Freya Gabie studied sculpture at Chelsea College of Art and the Royal College of Art.

Her practice is site-responsive and often takes place, stories, archives, or collections as a starting point; working in conversation with different contexts, and materials. She works across media, employing unorthodox materials and incorporating historic processes to create new objects or interventions that share a language and connection to past practices; her hands echoing previous hands in the making.

She is interested in drawing out unnoticed narratives manifest within different places, objects, artifacts, songs, and stories. Using and transforming the familiar to reveal and consider the ways we confront and express our histories; how these objects may re-tell the past, portray a version of the present, or predict a future, that frames both our personal and cultural identity.

 

Her work attempts to occupy the space between poetry, documentary, the surreal, and the conceptual; to re-tell something in new form, that sings a new song, and creates a new material inheritance.  

 

She regularly works collaboratively with a wide spectrum of individuals and communities both in the UK and abroad. Previous projects include working with an Opera singer to stage a live performance in central London from a coal-hole, a group of miners in the North of England, an entire community in Tower Hamlets, London; forming a continuous day-long A-Capella performance from dawn to dusk; a ‘swansong’ to a medieval garden condemned for demolition and redevelopment.
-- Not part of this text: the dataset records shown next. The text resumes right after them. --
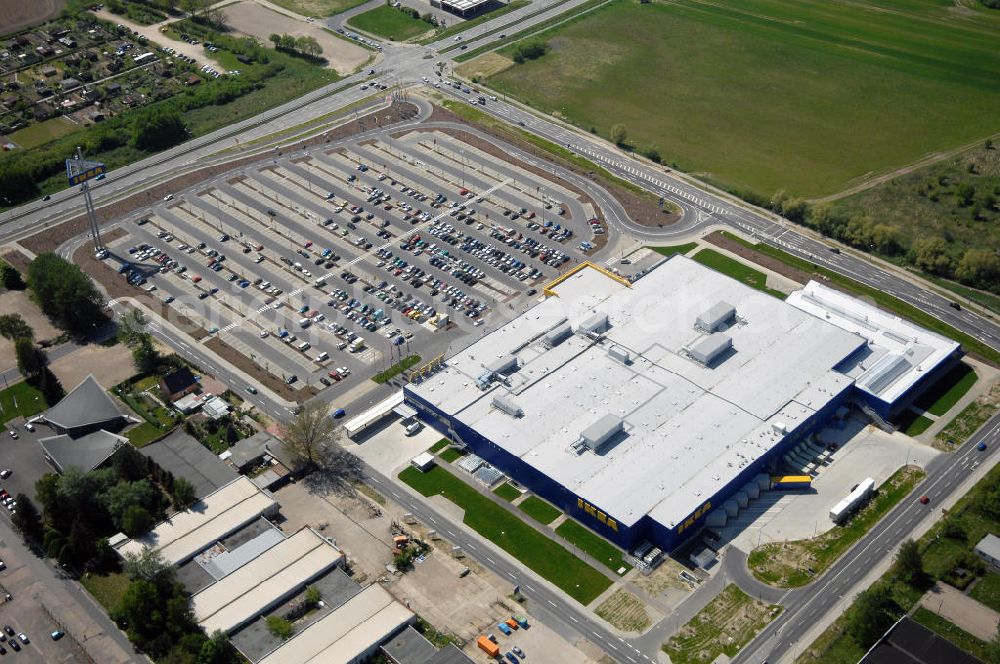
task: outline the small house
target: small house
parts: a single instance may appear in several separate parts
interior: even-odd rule
[[[160,391],[170,401],[177,401],[197,389],[198,381],[187,367],[175,369],[160,379]]]

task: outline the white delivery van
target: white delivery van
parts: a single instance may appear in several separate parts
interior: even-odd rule
[[[298,349],[301,350],[302,352],[305,352],[305,351],[309,350],[310,348],[312,348],[312,344],[309,343],[308,341],[303,341],[302,343],[300,343],[298,345]]]
[[[309,327],[310,325],[312,325],[312,321],[309,320],[308,318],[300,318],[299,319],[299,327],[301,327],[302,329],[305,329],[305,328]]]
[[[330,354],[327,353],[326,351],[323,351],[322,353],[316,356],[317,362],[326,362],[329,359],[330,359]]]

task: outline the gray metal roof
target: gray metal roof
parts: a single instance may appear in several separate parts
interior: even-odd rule
[[[93,374],[84,378],[62,401],[43,415],[46,421],[63,429],[113,422],[124,416],[118,404],[104,391]]]
[[[982,551],[994,560],[1000,560],[1000,537],[997,537],[993,533],[988,533],[986,537],[979,540],[979,544],[976,545],[976,551]]]
[[[239,476],[225,461],[182,429],[175,430],[139,451],[175,477],[183,477],[190,482],[199,498],[204,498]]]
[[[688,352],[691,357],[698,360],[705,366],[711,366],[720,355],[732,348],[733,339],[728,334],[713,332],[703,339],[699,339],[691,346]]]
[[[40,438],[38,444],[60,471],[71,467],[86,471],[101,465],[121,445],[127,445],[128,439],[101,429],[79,438],[65,434]]]
[[[587,447],[596,450],[612,436],[622,430],[622,418],[606,413],[599,420],[588,426],[580,434]]]
[[[266,431],[258,431],[249,438],[237,441],[229,448],[229,452],[232,455],[229,457],[230,460],[237,467],[242,467],[264,454],[274,457],[289,470],[294,470],[295,466],[298,465],[288,448],[285,447],[285,443]]]
[[[715,332],[723,323],[736,315],[736,307],[728,302],[716,302],[698,316],[695,324],[706,332]]]
[[[451,643],[438,650],[412,625],[383,643],[382,652],[394,664],[472,664],[474,661]]]

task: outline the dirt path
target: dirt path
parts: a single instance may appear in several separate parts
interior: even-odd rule
[[[982,139],[978,141],[974,141],[972,143],[966,143],[965,145],[961,145],[952,150],[947,150],[945,152],[934,152],[932,154],[927,155],[923,159],[919,159],[913,162],[912,164],[903,166],[902,168],[897,168],[896,170],[890,171],[889,173],[884,173],[883,175],[875,176],[870,180],[865,180],[860,184],[856,184],[853,187],[848,187],[847,189],[844,189],[843,191],[838,191],[835,194],[830,194],[829,196],[823,196],[822,198],[810,199],[809,202],[825,203],[829,201],[837,201],[840,200],[841,198],[847,198],[848,196],[853,196],[854,194],[865,191],[866,189],[871,189],[872,187],[876,187],[882,184],[883,182],[888,182],[893,178],[897,178],[900,175],[906,175],[907,173],[912,173],[913,171],[924,168],[925,166],[930,166],[931,164],[936,164],[939,161],[944,161],[945,159],[949,159],[951,157],[957,157],[963,152],[968,152],[969,150],[975,149],[977,147],[982,147],[984,141],[987,138],[993,139],[994,142],[1000,142],[1000,134],[993,134],[992,136],[989,137],[984,136]]]
[[[1000,614],[947,583],[934,584],[920,599],[920,605],[983,641],[993,638],[1000,623]]]

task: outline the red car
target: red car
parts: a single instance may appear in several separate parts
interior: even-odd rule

In 2016 she collaborated with UK financial traders and traditional Lancashire clog dancers to create a clog dance interpreting the financial trading data of Brexit.

In 2018 she spent the winter on board a marine research and humanitarian aid ship travelling around coastal Africa, tracing original refugee routes of the 1920’s for an ongoing project, Hold the Line. This project saw her retrace, 90 years later, the route of Pavel Kiprianovitch, from Bulgaria to France on foot in summer 2019.

She has been shortlisted for Artangels ‘Everywhere’ open submission, The Mark Tanner Sculpture Award and The British Academy Bridget Riley Fellowship, The Jerwood Drawing Prize and The David Troostwyk Award. She's been awarded The Uncertain States Award, The Neo Art Prize, The Eaton Award, Gilchrist Fisher Landscape Award. 

 

Previous international projects include; 'Duet' El Paso, USA, ‘Leonardo Da Vinci, A life in Drawing’ Bristol Museum, Palsmuseum, Sweden, Châteaux De Bosmolet, Diep-Haven Festival France, Institute of Marine Research, Bergen, Namibia and South Africa, USF Art Centre, Norway, 108 New York, Fljótstunga Iceland and Franconia Sculpture Park USA.

She spent spring this year, 2022, working alongside different communities on the US / Mexican border in Cuidad Juarez, Mexico and El Paso, Texas, creating a body of work for the solo exhibition 'Duet' at the BAR, El Paso, USA. ‘Duet’ explored landscape as a repository of shared connections and experience. Giving the land voice to both remember and carry the complications, contradictions and beauty of the place; the way these nuances act in harmony and the notes of discord they strike. 

 

For the exhibition, Freya Gabie draw out threads that weave the two cities of Ciudad Juarez and El Paso together. Approaching the intricate back and forth of economic, social and medical journeys that take place between the people and objects of the border, to scrutinise how the border both generates the flow of goods, services and people and dams it, and the ways the resulting impacts are felt.

 

Over three months, she considered the landscape the two cities share, looking at the exploitation and exclusion of the lands natural resources to ask how this may echo the exploitation and exclusion created by an international border. In particular she contemplated the subjugation of the Rio Grande, forced to perform the role of boundary along an imposed route, separating the river from the communities arounds its banks, and them from the natural resource of its water.


The exhibition also focused on both cities’ relationship with the native flora: indigenous plants specifically adapted to the hardness of the desert and crucial to the survival of communities for centuries before the settlement of Paso Del Norte, now reframed alongside plants brought here from other places. The work seeks to negotiate how these introductions displace, change and challenge the delicate environmental and social balance of a desert region. 

 

She is currently commissioned by University College London to undertake a site history residency, making a body of work for the new neurological research centre on Gray's Inn Road, which will be used by the  DRI, ION and UCL. For this commission, entitled 'Underflow' Freya is exploring the history of health giving wells found on the site; using water as a conduit to approach and consider ideas of time, memory, transformation, renewal, and exchange.

 

She is currently based in central London, as artist in residence at Picton Studios, for Selfridges London.